Purification
A seraph is one of a class of celestial beings mentioned in the Hebrew Bible. Jewish imagery perceived them as having human form, and in that way they passed into the ranks of Christian angels. In the angelic hierarchy, seraphim represent the highest rank of angels. The Seraphim make their first appearance in the Book of Revelation.
As they were developed in the theology, seraphim are envisioned as beings of pure light having direct communication with God. They resonate with the fire symbolically attached to both purification and love. Saraph in all its forms is used to connote a burning, fiery state. Seraphim, as classically depicted, can be identified by their having six wings radiating from the angel’s face at the center. The Seraphim and the Cherubim are, in Christian theology, two separate types of angels. The descriptions of the Seraphim, Cherubim and Ophanim are often similar, but still distinguishable.

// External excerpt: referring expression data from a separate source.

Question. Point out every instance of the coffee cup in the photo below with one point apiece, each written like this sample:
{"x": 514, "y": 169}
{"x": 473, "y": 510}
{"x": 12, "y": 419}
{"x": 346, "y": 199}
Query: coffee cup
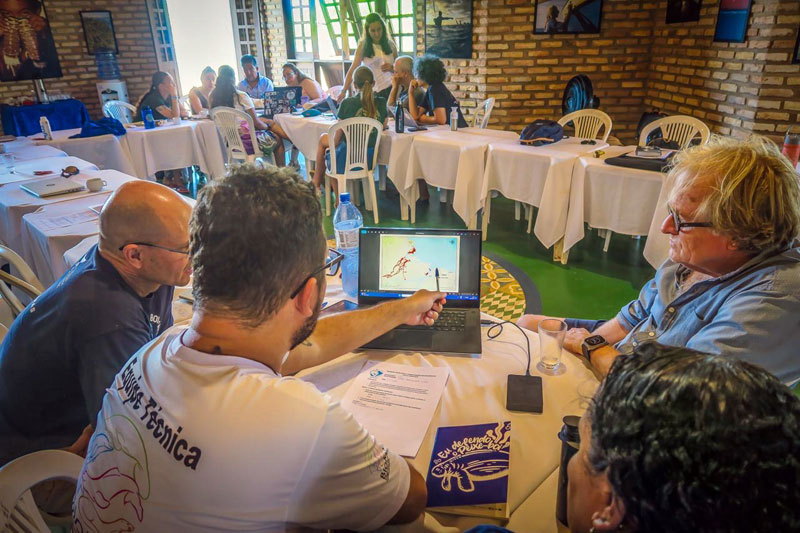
{"x": 95, "y": 184}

The seraphim took on a mystic role in Pico della Mirandola’s Oration on the Dignity of Man (1487), the epitome of Renaissance humanism. Pico took the fiery Seraphim – “they burn with the fire of charity” – as the highest models of human aspiration, in the first flush of optimistic confidence in the human capacity that is the coinage of the Renaissance. “In the light of intelligence, meditating upon the Creator in His work, and the work in its Creator, we shall be resplendent with the light of the Cherubim. If we burn with love for the Creator only, his consuming fire will quickly transform us into the flaming likeness of the Seraphim.”